Named in the Domesday book as Pritte Wella, the original town was a group of simple huts near the present Priory Park. Evidence of Iron age, Roman settlements, and a pagan burial ground have been found in the area. The Priory dates back to the 12th century. The monks were responsible for the upkeep and the welfare of the villagers, until Henry VIII dissolved the monasteries. In 1917 the park and priory buildings were donated to the town by R. A. Jones. Prittlewell was important when Southend was just a cluster of huts belonging to local fishermen, but gradually has been taken over by Southend. There have been considerable changes but some of its ancient buildings have been saved. This book tries to follow some of the many changes which have taken place over the years and remind us of its history, from the beginning of the Priory, through the war years, the sixties, until the present time.

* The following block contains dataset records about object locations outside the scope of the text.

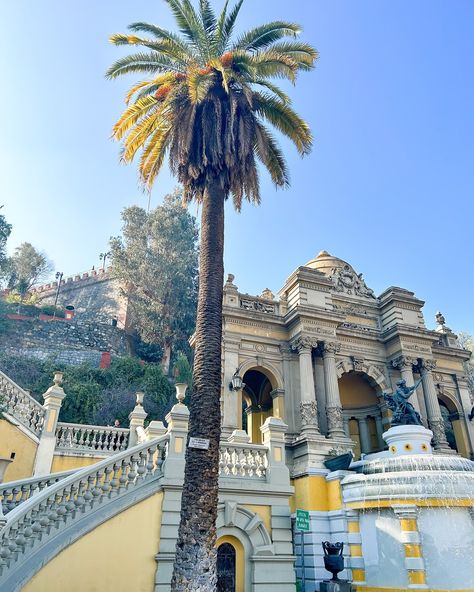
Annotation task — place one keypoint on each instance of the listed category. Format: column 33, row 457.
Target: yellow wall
column 118, row 555
column 311, row 493
column 12, row 439
column 239, row 560
column 67, row 463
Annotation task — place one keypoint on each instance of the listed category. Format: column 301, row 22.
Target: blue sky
column 389, row 185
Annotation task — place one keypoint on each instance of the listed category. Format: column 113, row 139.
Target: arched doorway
column 362, row 413
column 257, row 403
column 226, row 568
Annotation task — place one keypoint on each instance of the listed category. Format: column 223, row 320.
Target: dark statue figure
column 333, row 559
column 403, row 411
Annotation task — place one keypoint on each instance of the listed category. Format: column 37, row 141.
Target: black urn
column 333, row 559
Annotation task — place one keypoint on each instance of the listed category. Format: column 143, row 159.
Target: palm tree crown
column 207, row 100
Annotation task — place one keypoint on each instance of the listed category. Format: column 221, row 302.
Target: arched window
column 226, row 568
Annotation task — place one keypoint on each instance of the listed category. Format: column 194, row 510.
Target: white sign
column 200, row 443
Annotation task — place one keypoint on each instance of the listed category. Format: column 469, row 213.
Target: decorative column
column 53, row 399
column 379, row 428
column 364, row 435
column 355, row 547
column 333, row 400
column 405, row 366
column 435, row 419
column 410, row 537
column 137, row 421
column 308, row 405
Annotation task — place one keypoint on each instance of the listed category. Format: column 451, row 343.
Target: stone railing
column 247, row 461
column 36, row 521
column 258, row 304
column 90, row 438
column 21, row 405
column 16, row 492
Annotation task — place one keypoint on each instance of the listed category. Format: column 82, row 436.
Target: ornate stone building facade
column 321, row 355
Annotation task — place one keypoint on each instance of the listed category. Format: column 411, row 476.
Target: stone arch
column 269, row 370
column 376, row 377
column 233, row 520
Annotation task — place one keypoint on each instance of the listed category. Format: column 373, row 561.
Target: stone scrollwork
column 331, row 348
column 304, row 343
column 334, row 415
column 347, row 280
column 428, row 365
column 309, row 413
column 403, row 362
column 439, row 434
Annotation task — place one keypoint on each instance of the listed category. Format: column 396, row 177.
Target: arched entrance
column 257, row 402
column 361, row 412
column 226, row 568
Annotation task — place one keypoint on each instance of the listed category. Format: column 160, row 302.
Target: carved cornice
column 330, row 348
column 428, row 365
column 403, row 362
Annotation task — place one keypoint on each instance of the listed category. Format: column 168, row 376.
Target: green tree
column 205, row 106
column 27, row 267
column 157, row 261
column 5, row 230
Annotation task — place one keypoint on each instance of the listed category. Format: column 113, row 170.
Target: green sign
column 302, row 520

Mavis Sipple has lived in or near Rochford from earliest childhood, Educated at North Street School in Leigh, then Westcliff High School for Girls, she qualified as a teacher at Brentwood College, She moved to Hawkwell and began her teaching career in Ashingdon.

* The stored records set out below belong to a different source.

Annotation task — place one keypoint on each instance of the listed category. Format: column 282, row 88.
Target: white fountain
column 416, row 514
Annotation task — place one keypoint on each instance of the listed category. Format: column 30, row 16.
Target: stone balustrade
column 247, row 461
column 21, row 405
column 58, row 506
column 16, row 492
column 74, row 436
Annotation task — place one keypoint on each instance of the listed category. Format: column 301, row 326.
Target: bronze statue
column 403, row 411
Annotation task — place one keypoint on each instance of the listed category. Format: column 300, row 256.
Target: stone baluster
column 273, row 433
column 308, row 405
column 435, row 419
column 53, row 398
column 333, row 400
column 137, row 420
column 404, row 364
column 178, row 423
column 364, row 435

After her marriage to Dennis and the birth of their son, Peter, she worked as a supply teacher in several of the secondary schools in the area.

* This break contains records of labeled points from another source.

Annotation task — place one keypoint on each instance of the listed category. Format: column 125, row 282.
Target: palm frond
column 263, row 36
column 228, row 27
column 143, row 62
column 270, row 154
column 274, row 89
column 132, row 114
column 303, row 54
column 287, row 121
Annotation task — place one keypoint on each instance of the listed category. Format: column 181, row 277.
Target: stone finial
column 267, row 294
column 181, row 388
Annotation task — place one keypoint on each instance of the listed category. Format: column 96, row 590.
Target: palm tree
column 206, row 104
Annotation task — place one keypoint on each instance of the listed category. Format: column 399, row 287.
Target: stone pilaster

Mavis joined a local writers group and then contributed short stories and articles to women's magazines, Tracing her family history led to her interest in local history and to her discovery of many fascinating local traditions and unusual objects on which she wrote articles published in various magazines, including Essex Countryside and The Lady; and three books on aspects of Essex history, folklore and traditions.
A member of the Leigh Society and a helper at the Heritage Museum, Mavis lives in Rochford, takes a keen interest in local community activities and is a member of one of the town's Wls and of the Rochford Historical Society.